Le démembrement de propriété ajoute un étage à cette stratégie. Donner la nue-propriété d’un bien en conservant l’usufruit permet de réduire l’assiette taxable, la valeur transmise étant calculée selon l’âge de l’usufruitier. Plus vous anticipez jeune, plus la nue-propriété transmise est faible fiscalement, et plus l’abattement de 31 865 euros couvre une part importante de la valeur. À votre décès, l’usufruit s’éteint et le petit-enfant devient plein propriétaire sans droits supplémentaires.
La donation-partage entre générations mérite aussi d’être examinée.

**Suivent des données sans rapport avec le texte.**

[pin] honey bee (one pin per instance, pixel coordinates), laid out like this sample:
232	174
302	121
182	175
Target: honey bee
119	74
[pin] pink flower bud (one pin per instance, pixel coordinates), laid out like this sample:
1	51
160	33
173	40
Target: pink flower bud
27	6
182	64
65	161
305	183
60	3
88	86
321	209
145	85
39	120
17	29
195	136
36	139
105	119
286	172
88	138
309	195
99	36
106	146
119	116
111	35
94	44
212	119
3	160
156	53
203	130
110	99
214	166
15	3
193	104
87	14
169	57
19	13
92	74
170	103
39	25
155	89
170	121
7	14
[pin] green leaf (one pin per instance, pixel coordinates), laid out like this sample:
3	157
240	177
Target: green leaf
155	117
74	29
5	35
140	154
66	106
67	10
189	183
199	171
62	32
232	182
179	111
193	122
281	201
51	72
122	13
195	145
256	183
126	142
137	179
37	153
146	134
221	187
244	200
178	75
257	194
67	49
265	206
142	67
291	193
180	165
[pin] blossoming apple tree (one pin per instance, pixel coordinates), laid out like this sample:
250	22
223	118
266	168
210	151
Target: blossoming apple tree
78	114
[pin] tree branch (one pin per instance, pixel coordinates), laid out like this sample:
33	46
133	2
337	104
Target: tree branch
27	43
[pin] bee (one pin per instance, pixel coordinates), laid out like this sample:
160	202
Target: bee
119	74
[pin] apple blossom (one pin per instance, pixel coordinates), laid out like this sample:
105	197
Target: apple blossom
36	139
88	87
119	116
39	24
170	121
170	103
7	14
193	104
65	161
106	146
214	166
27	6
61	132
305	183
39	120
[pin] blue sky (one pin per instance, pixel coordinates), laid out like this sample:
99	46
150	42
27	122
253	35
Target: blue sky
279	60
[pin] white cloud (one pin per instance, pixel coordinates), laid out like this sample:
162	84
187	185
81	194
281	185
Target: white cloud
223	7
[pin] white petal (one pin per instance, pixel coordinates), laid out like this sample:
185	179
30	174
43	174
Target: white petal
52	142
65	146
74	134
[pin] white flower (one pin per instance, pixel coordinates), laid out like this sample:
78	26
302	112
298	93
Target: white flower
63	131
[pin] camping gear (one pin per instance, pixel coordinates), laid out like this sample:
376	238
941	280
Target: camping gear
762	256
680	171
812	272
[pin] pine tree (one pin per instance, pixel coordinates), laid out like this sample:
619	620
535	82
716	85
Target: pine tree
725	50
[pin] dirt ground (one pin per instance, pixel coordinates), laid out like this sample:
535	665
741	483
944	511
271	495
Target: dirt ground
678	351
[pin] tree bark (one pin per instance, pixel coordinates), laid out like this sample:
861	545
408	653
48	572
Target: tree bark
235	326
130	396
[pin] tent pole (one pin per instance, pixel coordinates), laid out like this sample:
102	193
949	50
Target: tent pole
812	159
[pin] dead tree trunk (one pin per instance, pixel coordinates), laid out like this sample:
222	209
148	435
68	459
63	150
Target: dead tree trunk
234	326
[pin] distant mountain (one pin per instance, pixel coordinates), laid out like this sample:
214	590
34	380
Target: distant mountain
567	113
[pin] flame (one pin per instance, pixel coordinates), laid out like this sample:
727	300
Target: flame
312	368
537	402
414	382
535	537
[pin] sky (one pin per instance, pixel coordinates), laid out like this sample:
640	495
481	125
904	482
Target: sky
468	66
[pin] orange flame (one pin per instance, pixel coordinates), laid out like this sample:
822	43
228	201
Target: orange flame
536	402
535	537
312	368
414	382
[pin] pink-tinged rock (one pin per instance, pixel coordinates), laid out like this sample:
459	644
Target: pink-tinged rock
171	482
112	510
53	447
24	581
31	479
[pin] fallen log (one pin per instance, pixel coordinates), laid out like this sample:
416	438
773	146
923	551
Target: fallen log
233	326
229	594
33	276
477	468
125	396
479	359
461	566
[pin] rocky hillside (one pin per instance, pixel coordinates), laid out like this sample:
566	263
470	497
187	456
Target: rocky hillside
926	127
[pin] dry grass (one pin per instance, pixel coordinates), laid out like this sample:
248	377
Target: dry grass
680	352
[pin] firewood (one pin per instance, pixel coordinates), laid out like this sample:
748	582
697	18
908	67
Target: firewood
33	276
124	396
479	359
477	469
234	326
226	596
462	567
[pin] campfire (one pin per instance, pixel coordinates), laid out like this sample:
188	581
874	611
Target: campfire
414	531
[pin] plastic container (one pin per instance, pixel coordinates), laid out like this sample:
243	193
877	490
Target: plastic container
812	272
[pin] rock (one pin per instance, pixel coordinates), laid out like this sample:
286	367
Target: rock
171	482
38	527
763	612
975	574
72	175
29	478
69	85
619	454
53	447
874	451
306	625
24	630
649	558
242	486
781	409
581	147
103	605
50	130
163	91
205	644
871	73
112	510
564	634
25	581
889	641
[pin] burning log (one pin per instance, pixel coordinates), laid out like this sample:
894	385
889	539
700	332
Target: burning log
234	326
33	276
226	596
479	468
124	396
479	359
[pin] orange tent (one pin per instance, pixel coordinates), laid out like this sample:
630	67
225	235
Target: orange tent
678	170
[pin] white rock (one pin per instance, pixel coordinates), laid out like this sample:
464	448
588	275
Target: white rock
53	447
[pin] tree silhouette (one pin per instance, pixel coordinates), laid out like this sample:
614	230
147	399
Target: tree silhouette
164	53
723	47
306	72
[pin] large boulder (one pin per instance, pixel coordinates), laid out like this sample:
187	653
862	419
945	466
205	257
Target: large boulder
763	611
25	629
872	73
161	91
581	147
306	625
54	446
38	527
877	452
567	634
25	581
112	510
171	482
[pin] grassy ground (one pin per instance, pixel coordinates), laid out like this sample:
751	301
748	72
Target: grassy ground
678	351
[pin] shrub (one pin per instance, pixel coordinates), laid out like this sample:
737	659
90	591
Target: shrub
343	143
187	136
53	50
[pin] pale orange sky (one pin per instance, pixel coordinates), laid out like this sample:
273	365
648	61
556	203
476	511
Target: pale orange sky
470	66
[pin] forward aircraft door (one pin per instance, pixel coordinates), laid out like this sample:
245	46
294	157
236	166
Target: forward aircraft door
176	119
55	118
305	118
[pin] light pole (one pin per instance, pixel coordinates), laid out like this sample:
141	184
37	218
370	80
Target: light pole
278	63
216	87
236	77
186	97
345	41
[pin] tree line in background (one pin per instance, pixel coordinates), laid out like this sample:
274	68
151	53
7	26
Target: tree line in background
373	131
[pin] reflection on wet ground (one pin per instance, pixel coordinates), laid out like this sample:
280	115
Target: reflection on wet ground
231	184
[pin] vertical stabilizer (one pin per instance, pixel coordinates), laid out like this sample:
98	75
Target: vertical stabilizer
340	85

Elle permet d’organiser la transmission de son vivant, en associant enfants et petits-enfants, tout en figeant la valeur des biens au jour de l’acte. Cela évite les conflits ultérieurs et les réévaluations. Le tout doit s’articuler avec la réserve héréditaire de vos enfants et la quotité disponible, seule fraction dont vous pouvez librement disposer au profit de descendants plus lointains.

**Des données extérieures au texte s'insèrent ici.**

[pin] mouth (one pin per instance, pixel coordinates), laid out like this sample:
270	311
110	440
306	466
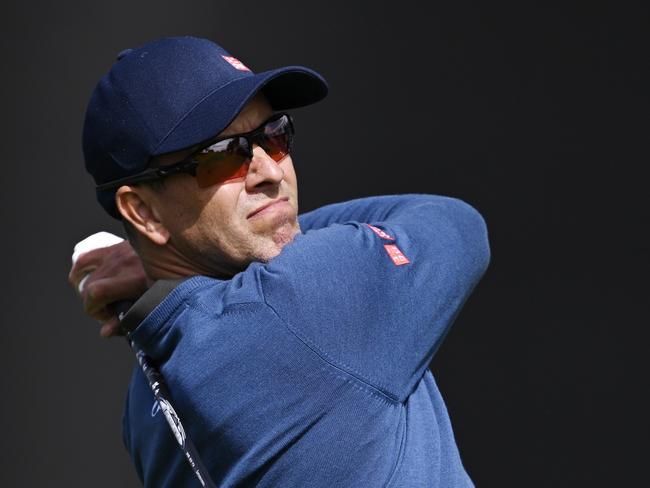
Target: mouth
268	206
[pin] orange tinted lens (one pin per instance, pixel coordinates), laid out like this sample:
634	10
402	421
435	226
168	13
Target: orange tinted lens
276	146
275	139
223	161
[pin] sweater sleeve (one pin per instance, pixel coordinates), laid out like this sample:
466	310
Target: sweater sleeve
373	284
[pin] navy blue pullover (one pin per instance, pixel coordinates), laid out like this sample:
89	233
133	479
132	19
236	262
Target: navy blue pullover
311	370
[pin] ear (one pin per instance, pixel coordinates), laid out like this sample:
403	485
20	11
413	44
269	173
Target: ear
137	205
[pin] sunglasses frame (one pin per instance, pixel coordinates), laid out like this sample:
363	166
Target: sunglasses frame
189	164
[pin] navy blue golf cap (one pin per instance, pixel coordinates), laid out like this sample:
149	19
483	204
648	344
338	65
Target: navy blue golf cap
174	93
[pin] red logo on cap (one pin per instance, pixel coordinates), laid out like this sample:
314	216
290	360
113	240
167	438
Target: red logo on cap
396	255
235	63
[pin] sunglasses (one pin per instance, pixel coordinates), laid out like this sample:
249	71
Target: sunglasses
224	159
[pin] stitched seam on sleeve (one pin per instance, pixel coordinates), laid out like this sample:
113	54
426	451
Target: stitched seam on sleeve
373	385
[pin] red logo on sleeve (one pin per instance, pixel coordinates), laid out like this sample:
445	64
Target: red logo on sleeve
380	232
396	255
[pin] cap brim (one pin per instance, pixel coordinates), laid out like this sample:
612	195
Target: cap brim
285	88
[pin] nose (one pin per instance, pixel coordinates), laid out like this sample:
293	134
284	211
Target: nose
263	170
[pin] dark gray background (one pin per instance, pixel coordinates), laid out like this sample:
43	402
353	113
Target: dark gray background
536	115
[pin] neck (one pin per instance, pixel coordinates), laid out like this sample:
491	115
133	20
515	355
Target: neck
166	262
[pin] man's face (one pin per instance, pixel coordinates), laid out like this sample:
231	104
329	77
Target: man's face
213	228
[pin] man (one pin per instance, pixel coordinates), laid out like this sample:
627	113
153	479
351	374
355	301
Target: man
297	347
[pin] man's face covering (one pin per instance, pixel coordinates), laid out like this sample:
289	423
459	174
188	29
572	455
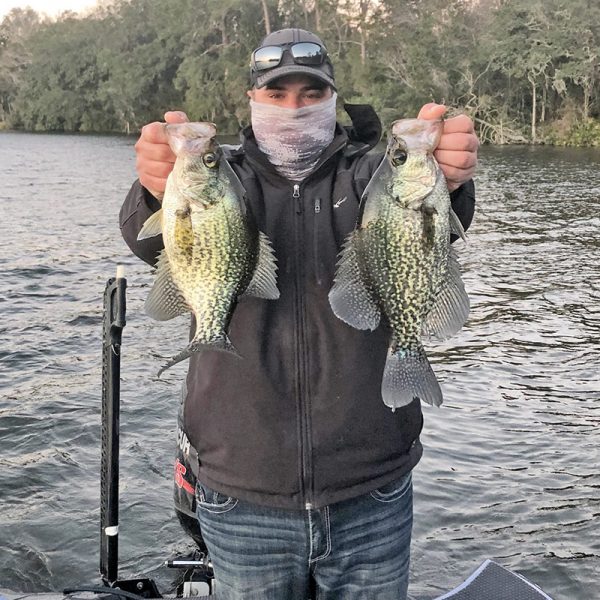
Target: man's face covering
293	139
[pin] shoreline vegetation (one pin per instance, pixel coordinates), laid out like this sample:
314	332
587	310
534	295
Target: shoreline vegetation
526	71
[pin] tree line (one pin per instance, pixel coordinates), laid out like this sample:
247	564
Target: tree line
527	71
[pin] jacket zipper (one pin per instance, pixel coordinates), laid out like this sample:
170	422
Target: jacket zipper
302	398
316	240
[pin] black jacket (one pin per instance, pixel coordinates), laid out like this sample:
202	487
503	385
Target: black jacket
299	420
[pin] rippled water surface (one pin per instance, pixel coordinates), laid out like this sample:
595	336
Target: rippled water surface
512	462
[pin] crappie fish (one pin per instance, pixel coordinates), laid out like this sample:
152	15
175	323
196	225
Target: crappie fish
398	262
213	252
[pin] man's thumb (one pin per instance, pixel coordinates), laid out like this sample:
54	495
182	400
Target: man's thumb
432	111
175	116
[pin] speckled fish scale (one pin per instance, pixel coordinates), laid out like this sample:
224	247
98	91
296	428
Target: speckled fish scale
398	262
213	253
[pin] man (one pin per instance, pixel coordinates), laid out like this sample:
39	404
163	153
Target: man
304	476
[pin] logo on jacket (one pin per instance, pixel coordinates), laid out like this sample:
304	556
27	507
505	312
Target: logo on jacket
180	481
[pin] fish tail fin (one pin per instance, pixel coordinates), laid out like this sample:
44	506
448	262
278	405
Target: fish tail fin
220	343
408	375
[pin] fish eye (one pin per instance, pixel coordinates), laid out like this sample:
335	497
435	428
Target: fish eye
210	160
399	157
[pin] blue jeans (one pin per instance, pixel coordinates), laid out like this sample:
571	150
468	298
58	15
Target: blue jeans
350	550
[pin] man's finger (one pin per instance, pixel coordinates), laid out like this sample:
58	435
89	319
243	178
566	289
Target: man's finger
459	160
154	133
459	142
459	124
432	111
175	116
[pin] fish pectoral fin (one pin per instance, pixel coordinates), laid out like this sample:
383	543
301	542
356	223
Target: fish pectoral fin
152	227
349	297
165	300
264	280
451	307
456	226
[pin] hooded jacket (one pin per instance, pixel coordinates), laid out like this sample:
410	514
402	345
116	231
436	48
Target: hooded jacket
298	422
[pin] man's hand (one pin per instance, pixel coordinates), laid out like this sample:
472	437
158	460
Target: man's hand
457	151
155	158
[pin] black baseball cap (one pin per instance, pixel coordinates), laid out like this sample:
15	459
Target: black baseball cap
290	60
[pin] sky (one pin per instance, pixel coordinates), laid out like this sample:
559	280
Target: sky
50	7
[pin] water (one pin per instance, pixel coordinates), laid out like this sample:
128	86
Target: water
512	462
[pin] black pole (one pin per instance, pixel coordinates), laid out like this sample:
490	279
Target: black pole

Les erreurs qui coûtent le plus cher aux familles
La première erreur est l’attentisme. Beaucoup de grands-parents remettent la transmission à plus tard, par crainte de se démunir ou par simple procrastination. Or l’abattement de 31 865 euros se renouvelle tous les quinze ans[1] : chaque année perdue est un cycle de franchise qui ne se rattrape pas. À 80 ans, il devient statistiquement difficile de bénéficier d’un second cycle.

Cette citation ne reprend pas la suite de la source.